Pour tenir compte des évolutions budgétaires et du cours de la vie, une révision est préconisée tous les 4 ans.
Ainsi, il est proposé au Conseil municipal d’approuver :
- l’enveloppe dédiée au dispositif CPF,
- les modalités de prise en charge de frais pédagogiques et frais annexes,
- les modalités d’instruction des demandes.

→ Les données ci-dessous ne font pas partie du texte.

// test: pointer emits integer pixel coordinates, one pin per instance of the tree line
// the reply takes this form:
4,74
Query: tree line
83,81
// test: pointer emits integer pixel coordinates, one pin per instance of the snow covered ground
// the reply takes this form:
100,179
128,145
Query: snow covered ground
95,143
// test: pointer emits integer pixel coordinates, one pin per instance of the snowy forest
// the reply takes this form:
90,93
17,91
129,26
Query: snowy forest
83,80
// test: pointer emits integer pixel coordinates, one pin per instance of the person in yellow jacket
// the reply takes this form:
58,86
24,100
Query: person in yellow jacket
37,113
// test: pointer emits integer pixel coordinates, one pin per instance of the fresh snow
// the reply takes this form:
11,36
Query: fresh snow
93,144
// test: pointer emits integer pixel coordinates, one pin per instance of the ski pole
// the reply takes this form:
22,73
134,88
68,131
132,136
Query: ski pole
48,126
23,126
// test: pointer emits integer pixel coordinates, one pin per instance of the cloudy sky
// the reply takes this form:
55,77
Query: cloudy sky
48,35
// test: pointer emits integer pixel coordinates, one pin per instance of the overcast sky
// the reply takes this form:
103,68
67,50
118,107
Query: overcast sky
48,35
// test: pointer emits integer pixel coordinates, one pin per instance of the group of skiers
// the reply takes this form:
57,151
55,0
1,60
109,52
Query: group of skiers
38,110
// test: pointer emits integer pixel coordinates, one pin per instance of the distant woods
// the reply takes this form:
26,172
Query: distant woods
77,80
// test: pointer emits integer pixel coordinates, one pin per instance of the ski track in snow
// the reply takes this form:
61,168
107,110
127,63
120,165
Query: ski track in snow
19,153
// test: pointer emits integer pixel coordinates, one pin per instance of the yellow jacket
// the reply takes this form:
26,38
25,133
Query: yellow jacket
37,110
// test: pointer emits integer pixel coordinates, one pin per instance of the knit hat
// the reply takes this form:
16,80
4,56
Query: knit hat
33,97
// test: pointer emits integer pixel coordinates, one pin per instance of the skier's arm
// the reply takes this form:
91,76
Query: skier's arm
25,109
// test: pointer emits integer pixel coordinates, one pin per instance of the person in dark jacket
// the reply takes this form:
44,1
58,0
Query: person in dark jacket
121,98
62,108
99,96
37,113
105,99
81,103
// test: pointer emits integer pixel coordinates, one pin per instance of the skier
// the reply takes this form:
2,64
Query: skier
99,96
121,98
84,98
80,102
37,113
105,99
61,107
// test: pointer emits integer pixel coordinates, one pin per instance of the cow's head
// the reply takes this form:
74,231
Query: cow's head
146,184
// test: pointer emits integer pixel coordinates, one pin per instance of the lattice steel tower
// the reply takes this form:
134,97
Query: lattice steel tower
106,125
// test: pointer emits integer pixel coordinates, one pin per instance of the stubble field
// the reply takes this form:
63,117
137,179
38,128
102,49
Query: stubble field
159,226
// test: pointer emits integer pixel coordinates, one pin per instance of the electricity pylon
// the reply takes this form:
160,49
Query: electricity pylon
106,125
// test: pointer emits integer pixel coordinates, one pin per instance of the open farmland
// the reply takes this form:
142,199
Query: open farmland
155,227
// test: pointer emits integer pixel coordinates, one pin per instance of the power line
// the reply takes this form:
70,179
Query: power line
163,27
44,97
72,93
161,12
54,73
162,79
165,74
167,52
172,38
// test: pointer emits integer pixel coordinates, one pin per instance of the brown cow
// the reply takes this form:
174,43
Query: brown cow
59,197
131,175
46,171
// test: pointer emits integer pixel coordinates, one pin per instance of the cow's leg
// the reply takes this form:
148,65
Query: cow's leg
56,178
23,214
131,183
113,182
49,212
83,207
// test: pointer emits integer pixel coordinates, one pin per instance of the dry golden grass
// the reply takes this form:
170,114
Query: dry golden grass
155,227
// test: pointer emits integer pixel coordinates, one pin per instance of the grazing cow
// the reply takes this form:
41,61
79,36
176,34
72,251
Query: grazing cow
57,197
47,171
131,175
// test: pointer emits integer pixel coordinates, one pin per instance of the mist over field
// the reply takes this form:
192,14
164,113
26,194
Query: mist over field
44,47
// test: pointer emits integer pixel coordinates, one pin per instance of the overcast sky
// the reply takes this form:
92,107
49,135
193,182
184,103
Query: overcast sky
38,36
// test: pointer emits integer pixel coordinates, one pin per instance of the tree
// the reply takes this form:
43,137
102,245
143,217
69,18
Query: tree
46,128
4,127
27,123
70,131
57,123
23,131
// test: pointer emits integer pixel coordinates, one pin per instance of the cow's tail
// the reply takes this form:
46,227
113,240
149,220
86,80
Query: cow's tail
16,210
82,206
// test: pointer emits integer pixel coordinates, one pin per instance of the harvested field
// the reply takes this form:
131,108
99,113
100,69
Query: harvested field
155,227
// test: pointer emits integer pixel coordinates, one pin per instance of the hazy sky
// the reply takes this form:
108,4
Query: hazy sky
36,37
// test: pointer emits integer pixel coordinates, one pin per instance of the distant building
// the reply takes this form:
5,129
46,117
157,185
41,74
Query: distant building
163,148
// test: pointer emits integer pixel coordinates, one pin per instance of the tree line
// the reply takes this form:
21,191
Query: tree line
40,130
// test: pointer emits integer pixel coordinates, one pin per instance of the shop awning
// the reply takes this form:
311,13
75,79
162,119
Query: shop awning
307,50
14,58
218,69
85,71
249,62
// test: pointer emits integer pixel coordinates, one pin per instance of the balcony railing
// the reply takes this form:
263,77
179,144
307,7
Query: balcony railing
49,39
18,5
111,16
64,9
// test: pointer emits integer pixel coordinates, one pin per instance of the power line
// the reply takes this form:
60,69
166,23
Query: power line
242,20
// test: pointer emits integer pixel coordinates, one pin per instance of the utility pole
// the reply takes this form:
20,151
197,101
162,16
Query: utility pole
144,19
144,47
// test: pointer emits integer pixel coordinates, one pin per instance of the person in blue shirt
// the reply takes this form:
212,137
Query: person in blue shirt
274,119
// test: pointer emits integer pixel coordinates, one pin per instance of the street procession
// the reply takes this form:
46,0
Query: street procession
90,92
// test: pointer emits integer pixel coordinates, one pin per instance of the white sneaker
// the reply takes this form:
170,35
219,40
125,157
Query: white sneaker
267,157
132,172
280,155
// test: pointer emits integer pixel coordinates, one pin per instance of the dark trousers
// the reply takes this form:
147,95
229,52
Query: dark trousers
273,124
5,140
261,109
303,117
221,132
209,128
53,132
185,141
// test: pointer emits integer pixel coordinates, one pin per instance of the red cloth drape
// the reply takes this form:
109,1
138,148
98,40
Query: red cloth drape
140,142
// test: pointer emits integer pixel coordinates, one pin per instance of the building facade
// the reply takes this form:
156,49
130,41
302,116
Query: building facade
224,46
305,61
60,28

Vu le code général des collectivités territoriales ;

Vu la loi n°83-634 du 13 juillet 1983 portant droits et obligations des fonctionnaires ;

Vu la loi n° 84-53 du 26 janvier 1984 portant dispositions statutaires relatives à la Fonction Publique Territoriale ;

Vu la loi n° 84-594 du 12 juillet 1984 relative à la formation des agents de la fonction publique territoriale et complétant la loi n° 84-53 du 26 janvier 1984 portant dispositions statutaires relatives à la fonction publique territoriale ;

Vu la loi n° 2016-1088 du 8 août 2016 relative au travail, à la modernisation du dialogue social et à la sécurisation des parcours professionnels ;

Vu l’ordonnance n° 2017-53 du 19 janvier 2017 portant diverses dispositions relatives au compte personnel d’activité, à la formation et à la santé et la sécurité au travail dans la fonction publique ;

Vu le décret n° 2007-1845 du 26 décembre 2007 relatif à la formation professionnelle tout au long de la vie des agents de la fonction publique territoriale ;

Vu le décret n°2014-1717 du 30 décembre 2014 portant création d’un traitement automatisé de données à caractère personnel dénommé « Système d’information du compte personnel de formation » relatif à la gestion des droits inscrits ou mentionnés au compte personnel de formation ;

Vu le décret n° 2017-928 du 6 mai 2017 relatif à la mise en œuvre du compte personnel d’activité dans la fonction publique et à la formation professionnelle tout au long de la vie ;

Vu l’avis favorable du comité technique saisi sur le CPF en date du 16 avril 2019 ;

Considérant que l’article 22 ter de la loi n°83-634 précitée a créé un compte personnel d’activité (CPA) au bénéfice des agents publics (fonctionnaires et contractuels) ;
Ce compte personnel d’activité se compose de deux comptes distincts :
le compte personnel de formation (CPF) ;
le compte d’engagement citoyen (CEC).

Considérant que le CPF permet à l’agent public d’accéder à toute action de formation, hors celles relatives à l’adaptation aux fonctions exercées, ayant pour objet l’acquisition d’un diplôme, d’un titre, d’un certificat de qualification professionnelle ou le développement des compétences nécessaires à la mise en œuvre de son projet d’évolution professionnelle ;

Considérant que ce projet peut s’inscrire dans le cadre de la préparation d’une future mobilité, d’une promotion ou d’une reconversion professionnelle ;

Considérant l’obligation réglementaire de définir les modalités de mise en oeuvre du CPF ;

Le Conseil municipal, après en avoir délibéré,

DÉCIDE

Article 1 : De fixer les plafonds suivants pour la prise en charge des formations CPF, conformément au tableau ci-joint :

Proposition de prise en charge pour agents plafonnés à 150 heures (avec qualification)
Plafond € Plafond %
1. Actions opposables 1 200 60 %
2. Actions diplômantes 1 200 25 %
3. Actions pour non titulaire 1 200 10 %
Proposition de prise en charge pour agents plafonnés à 400 heures (sans qualification)
Plafond € Plafond %
1. Actions opposables 1 200 70 %
2. Actions diplômantes 1 200 30 %
3. Actions pour non titulaire 1 200 20 %

Article 2 : De ne pas prendre en charge les frais de déplacement (transport, restauration et le cas échéant hébergement liés à la formation) intégralement.

Article 3 : D’approuver l’enveloppe de 20 000 euros dédiée au dispositif CPF. Pour tenir compte des évolutions budgétaires et du cours de la vie, une révision est préconisée tous les 4 ans.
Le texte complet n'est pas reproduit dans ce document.